Discovered in 1996 by Italian cavers, the total depth of the pit is 643 metres – deep enough to bury two Eiffel towers. The continuous drop is 603 metres and, if that weren’t enough, there’s a 400m waterfall inside. The top of Mount Kanin can be reached by cable car, and looking carefully, you’ll see Vrtiglavica, as the pit is named (from the Slovene for ‘vertigo’) when you go by. When I visited in summer, I was warned about the disorientating nature of the terrain up there – and it’s true. Above the treeline at well over 2000 metres, the landscape of grey-white limestone, sharp ridges and steep slopes of scree is starkly impressive.
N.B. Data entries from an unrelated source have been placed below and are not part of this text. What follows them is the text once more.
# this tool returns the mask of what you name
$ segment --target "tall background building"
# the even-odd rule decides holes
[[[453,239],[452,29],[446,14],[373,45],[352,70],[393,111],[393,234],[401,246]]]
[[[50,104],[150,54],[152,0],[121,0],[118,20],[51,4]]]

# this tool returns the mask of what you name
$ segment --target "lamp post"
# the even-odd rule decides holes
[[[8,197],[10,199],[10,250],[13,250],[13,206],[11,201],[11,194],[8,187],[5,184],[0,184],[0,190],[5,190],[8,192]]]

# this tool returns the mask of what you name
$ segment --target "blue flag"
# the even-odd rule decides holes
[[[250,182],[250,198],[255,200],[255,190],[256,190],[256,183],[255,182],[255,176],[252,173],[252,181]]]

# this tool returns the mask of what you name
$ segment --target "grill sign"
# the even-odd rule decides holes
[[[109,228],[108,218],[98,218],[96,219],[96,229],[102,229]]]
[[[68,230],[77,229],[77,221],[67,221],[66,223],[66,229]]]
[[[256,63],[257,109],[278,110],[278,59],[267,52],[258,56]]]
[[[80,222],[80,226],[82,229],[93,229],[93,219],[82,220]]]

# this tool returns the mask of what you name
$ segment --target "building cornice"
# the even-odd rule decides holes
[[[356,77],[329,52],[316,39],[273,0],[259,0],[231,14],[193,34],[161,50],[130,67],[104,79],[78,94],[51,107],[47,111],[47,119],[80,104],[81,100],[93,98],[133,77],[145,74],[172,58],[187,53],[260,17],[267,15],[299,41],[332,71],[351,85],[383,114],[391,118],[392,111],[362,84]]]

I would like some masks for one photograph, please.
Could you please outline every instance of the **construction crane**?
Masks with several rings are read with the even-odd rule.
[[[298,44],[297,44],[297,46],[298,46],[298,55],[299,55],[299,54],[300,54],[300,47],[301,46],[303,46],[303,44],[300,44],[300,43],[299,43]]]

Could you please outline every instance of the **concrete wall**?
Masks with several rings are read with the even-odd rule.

5. Isle of Whithorn, Scotland
Referred to by locals as The Isle (and you may want to fit in with the locals), this is one of the most southerly points and seaports in Scotland, north east of Burrowhead on the coast. The harbour is the focal point, lined by a steep sea wall and squat pastel-hued, slate-roofed cottages. But why include The Isle in a Halloween-inspired list of locations? Because it was here that the epic final scenes of cult horror classic, The Wicker Man were filmed.
Fans of the film will recognise the clifftops near Burrowhead Caravan Park, where the film’s ‘hero’ met his fate. Until recent years, the stumps that supported the giant effigy were still visible, jutting out of the ground. The cave into which islanders chased poor Sergeant Howie can be found on the clifftop too. It may not compare with Vrtiglavica for depth but still – don’t fall into it as you gaze out at the rugged coastal views.